Data-data yang didapat kemudian dibantu dengan hasil laporan-laporan yang pernah dipublish oleh Walhi Jambi. Diantaranya Laporan Pemetaan dan Analisis Konflik Areal Konsesi Group APP di Wilayah Propinsi Jambi Khususnya di Desa Lubuk Mandarsyah, Kecamatan Tengah Ilir Kabupaten Tebo, IMN, September 2014, Riset Ekosistem Rawa Gambut Dalam Kelola Rakyat, Walhi Jambi, 2014, Laporan Badan Pengelola REDD-RI, Pemprov Jambi, UN-REDD, UNDP “Indeks Tata Kelola Kehutanan Jambi”, 2014. 

B.    Metodologi Penelitian

Penelitian dilakukan dengan menggunakan data-data primer yang didapatkan dari Walhi Jambi, Jaringan Gambut Masyarakat Jambi.
Data-data kemudian dilakukan tabulasi, dihubungkan dengna konflik yang belum selesai. Dari tabulasi kemudian “Disorot (highlight)” sehingga menjadi bahan kajian didalam menganalisis konflik.

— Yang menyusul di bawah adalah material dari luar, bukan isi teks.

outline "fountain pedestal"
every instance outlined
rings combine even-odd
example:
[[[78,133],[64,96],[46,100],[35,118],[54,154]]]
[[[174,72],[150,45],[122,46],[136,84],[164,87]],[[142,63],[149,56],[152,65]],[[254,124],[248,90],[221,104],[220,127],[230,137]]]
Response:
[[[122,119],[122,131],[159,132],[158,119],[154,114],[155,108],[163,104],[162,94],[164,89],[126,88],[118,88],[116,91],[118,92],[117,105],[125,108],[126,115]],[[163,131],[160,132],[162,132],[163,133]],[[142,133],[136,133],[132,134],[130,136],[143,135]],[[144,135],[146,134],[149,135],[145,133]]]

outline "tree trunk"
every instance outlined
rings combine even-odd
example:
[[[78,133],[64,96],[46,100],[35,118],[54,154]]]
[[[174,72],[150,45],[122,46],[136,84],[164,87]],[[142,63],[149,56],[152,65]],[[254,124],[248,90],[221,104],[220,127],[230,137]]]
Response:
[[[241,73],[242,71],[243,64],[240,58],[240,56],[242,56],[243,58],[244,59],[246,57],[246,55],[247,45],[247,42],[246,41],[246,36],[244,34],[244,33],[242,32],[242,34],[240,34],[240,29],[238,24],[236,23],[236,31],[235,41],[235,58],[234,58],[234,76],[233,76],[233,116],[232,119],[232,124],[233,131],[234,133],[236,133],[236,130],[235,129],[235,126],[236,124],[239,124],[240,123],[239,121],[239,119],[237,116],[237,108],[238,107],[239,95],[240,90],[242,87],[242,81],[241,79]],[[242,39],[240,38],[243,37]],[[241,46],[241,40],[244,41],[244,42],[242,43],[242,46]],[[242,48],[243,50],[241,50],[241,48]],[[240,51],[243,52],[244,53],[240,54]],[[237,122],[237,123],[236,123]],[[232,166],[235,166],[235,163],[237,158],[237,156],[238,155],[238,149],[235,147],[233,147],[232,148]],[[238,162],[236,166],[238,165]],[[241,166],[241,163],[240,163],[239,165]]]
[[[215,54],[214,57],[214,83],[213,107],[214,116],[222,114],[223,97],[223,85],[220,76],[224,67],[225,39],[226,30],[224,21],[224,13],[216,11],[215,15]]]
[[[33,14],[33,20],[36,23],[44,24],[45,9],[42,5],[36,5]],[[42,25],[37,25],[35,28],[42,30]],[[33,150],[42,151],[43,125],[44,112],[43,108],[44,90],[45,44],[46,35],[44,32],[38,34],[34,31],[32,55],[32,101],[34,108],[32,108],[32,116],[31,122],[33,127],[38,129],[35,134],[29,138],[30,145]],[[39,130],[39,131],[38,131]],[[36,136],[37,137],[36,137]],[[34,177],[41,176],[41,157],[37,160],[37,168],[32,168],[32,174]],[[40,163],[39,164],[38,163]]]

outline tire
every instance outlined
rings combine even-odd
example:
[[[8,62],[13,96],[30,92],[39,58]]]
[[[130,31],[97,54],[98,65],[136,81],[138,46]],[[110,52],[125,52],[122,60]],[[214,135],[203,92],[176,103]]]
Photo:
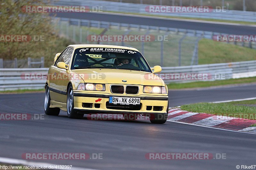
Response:
[[[51,96],[49,87],[46,85],[44,94],[44,113],[47,115],[58,116],[60,114],[60,108],[51,108]]]
[[[135,120],[139,116],[138,114],[123,114],[123,117],[126,121]]]
[[[74,110],[74,100],[73,89],[72,86],[68,86],[67,97],[67,112],[68,117],[71,119],[82,119],[84,117],[84,114],[77,114]]]
[[[155,124],[163,124],[166,122],[168,117],[168,112],[169,111],[169,101],[167,107],[167,114],[154,114],[151,115],[149,117],[149,120],[152,123]]]

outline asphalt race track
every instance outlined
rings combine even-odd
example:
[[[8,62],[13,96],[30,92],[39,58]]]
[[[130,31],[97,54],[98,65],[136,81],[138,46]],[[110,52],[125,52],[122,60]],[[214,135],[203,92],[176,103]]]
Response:
[[[59,17],[211,31],[236,35],[244,35],[245,33],[246,35],[254,35],[256,30],[255,27],[252,26],[147,18],[99,13],[58,13],[52,14],[56,14],[56,16]]]
[[[256,85],[169,92],[172,106],[256,96]],[[44,94],[0,95],[2,113],[43,114]],[[44,120],[1,121],[0,157],[21,159],[26,153],[103,153],[98,160],[37,160],[94,169],[236,169],[255,165],[254,134],[169,122],[70,119],[65,112]],[[226,154],[226,159],[148,160],[148,153]]]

Variabel penelitian dilakukan dengan mengelaborasikan berbagai data-data yang telah didapatkan. Kemudian data-data dilakukan tabulasi, penyesuaian sehingga menggambarkan konflik yang terjadi.

Setelah data-data dikumpulkan maka dilakukan elaborasi terhadap data-data yang telah didapatkan. Hasil-hasil data yang telah didapatkan maka kemudian dianalisis dengan berbagai pendekatan seperti (a) Identitas social, (b) dampak ekonomi, (c) peran tokoh-tokoh local dan informasl, (d) bentuk-bentuk komunikasi yang dilakukan.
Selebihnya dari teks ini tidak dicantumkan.